Orange s’associe à Facebook pour le lancement d’un accélérateur de start-up centré sur l’innovation des infrastructures réseau | cross pond high tech | Scoop.it

Facebook et Orange, en tant que membres du Telecom Infra Project (TIP) lancent au sein de l’Orange Fab France un nouvel accélérateur « Telecom Track », conçu spécifiquement pour soutenir les start-up centrées sur le développement des infrastructures réseau.
Les start-up sélectionnées seront accompagnées par Orange et bénéficieront d'un accès à son réseau mondial de ressources ainsi que du soutien des Ecosystem Accelerator Centres du TIP (TEAC) et de Facebook.
Orange collabore avec le TIP* et Facebook afin de soutenir des start-up centrées sur l’innovation des infrastructures réseau en lançant le nouveau « Telecom Track » dans le cadre de son programme d'accélération Orange Fab en France. Ce partenariat recherchera les meilleures innovations et talents du secteur, soutiendra et conseillera les start-up avec l’aide des experts Orange, TIP et Facebook, et facilitera en parallèle la création de réseaux et les opportunités d’investissement internes et externes.

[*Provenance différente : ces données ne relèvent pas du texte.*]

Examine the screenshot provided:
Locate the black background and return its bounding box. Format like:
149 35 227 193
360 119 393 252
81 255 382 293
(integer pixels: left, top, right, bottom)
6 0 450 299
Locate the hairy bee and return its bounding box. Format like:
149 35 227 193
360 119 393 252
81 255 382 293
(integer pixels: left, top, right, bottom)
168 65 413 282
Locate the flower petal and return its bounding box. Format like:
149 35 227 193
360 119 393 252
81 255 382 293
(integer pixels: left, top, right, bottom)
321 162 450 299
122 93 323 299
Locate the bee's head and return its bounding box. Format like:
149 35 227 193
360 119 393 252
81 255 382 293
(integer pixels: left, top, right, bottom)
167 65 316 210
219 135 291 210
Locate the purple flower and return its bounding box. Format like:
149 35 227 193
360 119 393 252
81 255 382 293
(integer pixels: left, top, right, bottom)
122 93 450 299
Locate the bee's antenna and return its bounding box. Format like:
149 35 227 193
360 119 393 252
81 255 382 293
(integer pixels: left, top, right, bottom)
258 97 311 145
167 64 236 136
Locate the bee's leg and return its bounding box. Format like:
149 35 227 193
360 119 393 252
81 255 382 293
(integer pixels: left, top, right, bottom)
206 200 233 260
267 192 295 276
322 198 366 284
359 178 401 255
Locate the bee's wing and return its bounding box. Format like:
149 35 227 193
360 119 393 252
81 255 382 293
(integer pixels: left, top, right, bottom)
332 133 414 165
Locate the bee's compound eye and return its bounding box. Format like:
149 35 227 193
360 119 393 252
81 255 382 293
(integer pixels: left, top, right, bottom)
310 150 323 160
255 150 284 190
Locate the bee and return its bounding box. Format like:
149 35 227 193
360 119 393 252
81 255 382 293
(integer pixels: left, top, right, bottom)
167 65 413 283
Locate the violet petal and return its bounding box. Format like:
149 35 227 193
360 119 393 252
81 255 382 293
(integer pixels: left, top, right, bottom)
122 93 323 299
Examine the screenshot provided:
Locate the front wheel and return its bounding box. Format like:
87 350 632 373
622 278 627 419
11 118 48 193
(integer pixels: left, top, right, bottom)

Le « Telecom Track » d’Orange Fab France

Le projet sera géré par Orange Fab France, le programme d’accélération d’Orange pour les start-up, depuis le site d’Orange Gardens, un éco-campus situé à Châtillon, près de Paris entièrement dédié à la recherche et à l’innovation. En contact direct avec les  meilleurs experts d’Orange et de ses partenaires, les start-up pourront aborder  les questions majeures relatives aux réseaux, allant de leur gestion jusqu’aux nouvelles technologies d’accès, et ce dans plusieurs régions.
Les start-up bénéficieront de tous les avantages du programme Orange Fab existant, au sein duquel elles participeront à des ateliers dédiés et des sessions de tutorat avec des spécialistes. Elles recevront un financement optionnel de 15 000 € et auront accès à un espace de travail sur le site d’Orange Gardens, où sont basées les équipes de recherche et d'innovation du Groupe. En complément du support du réseau mondial Orange Fab, les start-up pourront consulter également des experts de la communauté du TIP, des TEAC et de Facebook. Ce cadre leur permettra d’établir des connections privilégiées avec les équipes d’innovation, les partenaires d'investissement et les investisseurs en capital-risque qui pourront leur apporter une expertise plus poussée et des financements potentiels afin de lancer de nouveaux produits et services.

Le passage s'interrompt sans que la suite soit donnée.